Until recently. Until after this 18-month journey of injury, pain, and disability. I had been meditating and praying, more as a personal practice. I was adapting and redefining spiritual language to fit my liberal religious UU faith. I was becoming more comfortable with so-called "God talk." And then this whole PT thing started, with healing energies and actual profound changes. Nothing the allopathic doctors have done has helped; there is something about my mystical, magical PT and her various techniques--osteopathic manipulations, cranio-sacral, IMT (Integrative Manual Technique of Sharon Weiselfish), chakra healing, acupressure--that I can actually feel--her slightest pressure literally sends shockwaves coursing through my legs. Qi. Chakras. Diaphragms. It's not rational, explainable, quantifiable, scientific, but it does happen And it does help, the only thing that has. She says I don't have to believe for it to work. If I am healed through energy, do these energies exist? Or, put more dramatically, "If my back gets better, is there a God?" Everything came together, a lifetime of vague wanderings coalesced. And people who have had spiritual experiences witnessed to me and I listened with an open heart and non-judgment instead of my usual cynicism and rational explanations. And I realized I liked thinking about believing in something, even something as vague as energy or connection. It has promise and possibility. I've obviously been looking for something for a long time.
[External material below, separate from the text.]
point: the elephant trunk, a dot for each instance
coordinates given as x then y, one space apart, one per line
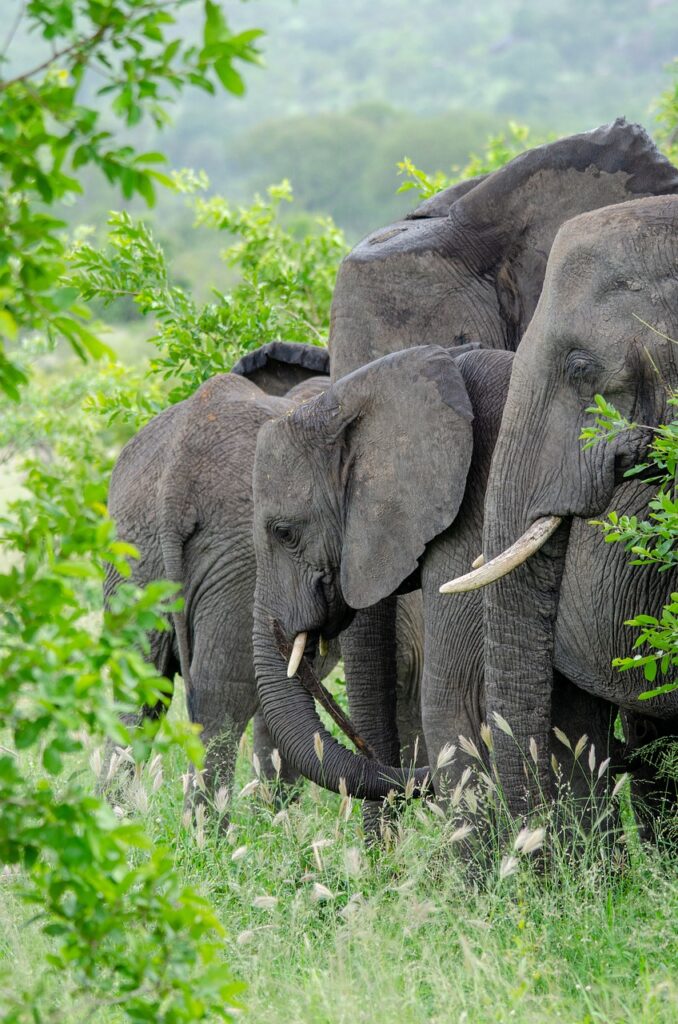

Sure, I worry that I am gullible and vulnerable, grasping at straws to get better. Sure, I imagine this could all be explained more rationally. Sure, it might be in my mind, a placebo effect. Sure, the spontaneous healing could be the result of 18 months of other treatments coming together. I'm not joining a cult or shaving my head. I'm just entertaining some adjustments to my worldview, refining what I believe in, a mind-body-spirit paradigm shift, if you will. These ideas are not harmful or dangerous to me or anyone else. Whether or not they are true probably doesn't matter much (isn't that what Karen Armstrong says in The Case for God? I haven't read that one yet). I think they call that faith.
Does this mean I believe in God? No. Still no. Not in the traditional sense. I don't believe there is a omnipotent creator with power over us all. I do however sense more of a connection between us, perhaps what Buddhists call the universal consciousness, or some people call source energy. In telling a few people (mainly my spiritual friends) in the last couple of days (it actually only came together for me late Tuesday night!), I compared this experience to being a new kitten or a rosebud--fragile, new, a beginning, beautiful. I can't really find the words to express what I'm not sure I'm talking about. I'm still not sure what it all means. What I believe. What effect it will have. What I'm going to tell the kids. Even what I'm telling you . . . and mind you, "coming out" with even this bare minimum of belief is more challenging for me than being a lesbian because it speaks more to my core identity of being secular than being straight ever did. Especially because I doubted and yes, laughed at and denigrated the other side frequently enough. I'm ashamed of that now. Maybe a little fearful of being in that position myself. But not enough not to say something.
And so I keep walking this very meandering path that I have been walking all my life, just taking another turn and seeing some new scenery. It's a lovely journey. And it feels great.